Chip root does not get cutoff

In blind hole applications, the tap has to deal with the issue of shearing off the chip root at the bottom of the hole. The chip root is created at the moment the tap is stopped for the intent of reversing. The material that was being machined at that exact moment is still connected to the parent material.

Chip root

When reversing the tap, the chip root, left attached to the parent material, needs to be dealt with by the backsife of the tap land.

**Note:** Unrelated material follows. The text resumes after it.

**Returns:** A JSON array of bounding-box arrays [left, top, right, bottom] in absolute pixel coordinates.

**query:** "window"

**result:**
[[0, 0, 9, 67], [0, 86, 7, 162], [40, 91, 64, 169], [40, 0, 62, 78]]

Not cutting the remaining chip root is normally more common in materials with difficult-to-machine properties, but is also a function of the tap being used. Using a tap with a small number of cutting flutes, such as two flutes for example, will create a thicker and more difficult chip to remove.  If the tap has a high clearance angle, this would help the tap run faster, but would make it more difficult to cut the chip root. It could allow the chip to get pinched between the tap and the part resulting in the tap breaking. Cutting the chip root in harder materials also becomes much more difficult due to the hardness of this chip. In these cases, a special tap, with special geometry to deal with this hard chip, may be required.

Conclusion

If the above mentioned troubleshooting techniques did not solve the problem, it’s possible that a different threading technique may need to be used such as thread forming or thread milling.

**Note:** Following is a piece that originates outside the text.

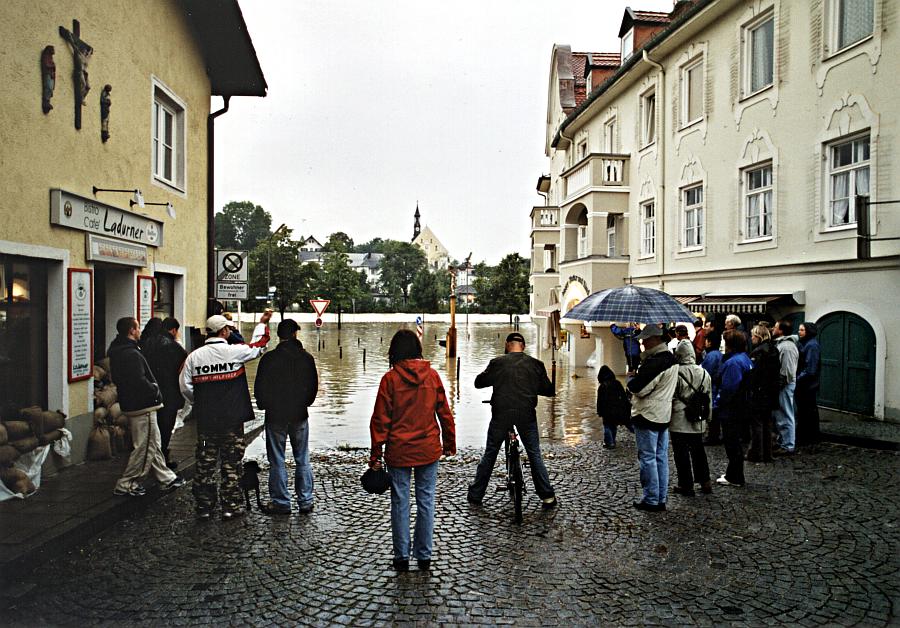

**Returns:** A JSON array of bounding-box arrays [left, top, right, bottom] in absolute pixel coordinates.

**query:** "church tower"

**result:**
[[413, 201, 422, 240]]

Didn’t find a solution to your issue? For a remedy that does not involve such direct customization, try a tap designed around a universal application range that can be appropriate for a wide range of materials like Walter Tools’ TC117 / TC217 Advance. These universal taps provide excellent process reliability, outstanding chip control, and high productivity in a wide range of materials. Check out this video that demonstrates the performance of these unique tools.

 

 

Check out this Threading Handbook to learn more thread production technology, trends, and innovation, or to find the right tool for your needs.

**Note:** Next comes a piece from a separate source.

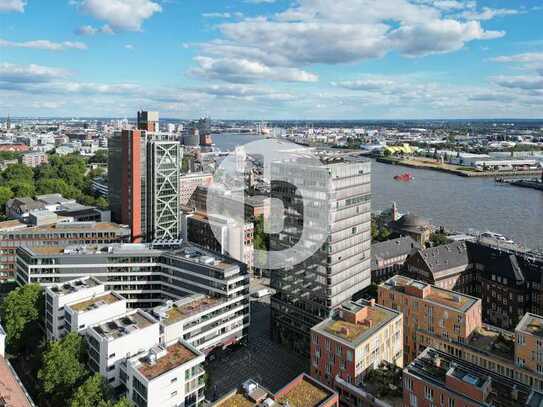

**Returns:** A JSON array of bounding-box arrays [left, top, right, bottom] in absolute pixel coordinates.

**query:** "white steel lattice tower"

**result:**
[[147, 140, 181, 240]]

Author:  Luke Pollock, Product Manager at Walter USA, LLC.

 

1 Comment

  • Rubi says:

    In the early 1950s I was an apprentice fitter and turner in the mechanical workshop of the city of Cape Town South Africa. Another apprentice had made up 40 pieces of screwed bars, 1.125″ diameter screwed length 3″, which he had made up on our threading machine. The free end was then bent 90 degrees. Only then did they find that he had been careless and that the nuts would not go on. As he was now ill, I was told to free the threads. Because of the bent end I could not put back into the threading machine and now had to do each one by hand. And all we had was a dienut! I started working with a lot of oil and a long spanner and was making no progress except for sweating. But I was lucky. One of the fitters came to me, winked and said: do it another way. Make the nuts larger. Take the number one tap and wrap brass shim around but leave one flight free and use a lot of oil. The shim will now push the tap off center and as you screw it in to the nut, the free flight will cut into the thread and increase the nut thread diameter. It worked perfectly and within a few hours I had 40 nuts which screwed onto the bars very well.
    This is of course a true story for maintenance fitters and may help somone in the future.

    After completing my apprenticeship I went on to study mechanical engineering.

    Reuben Sluszny BSME (Cape Town) MSM (Boston) born 1934.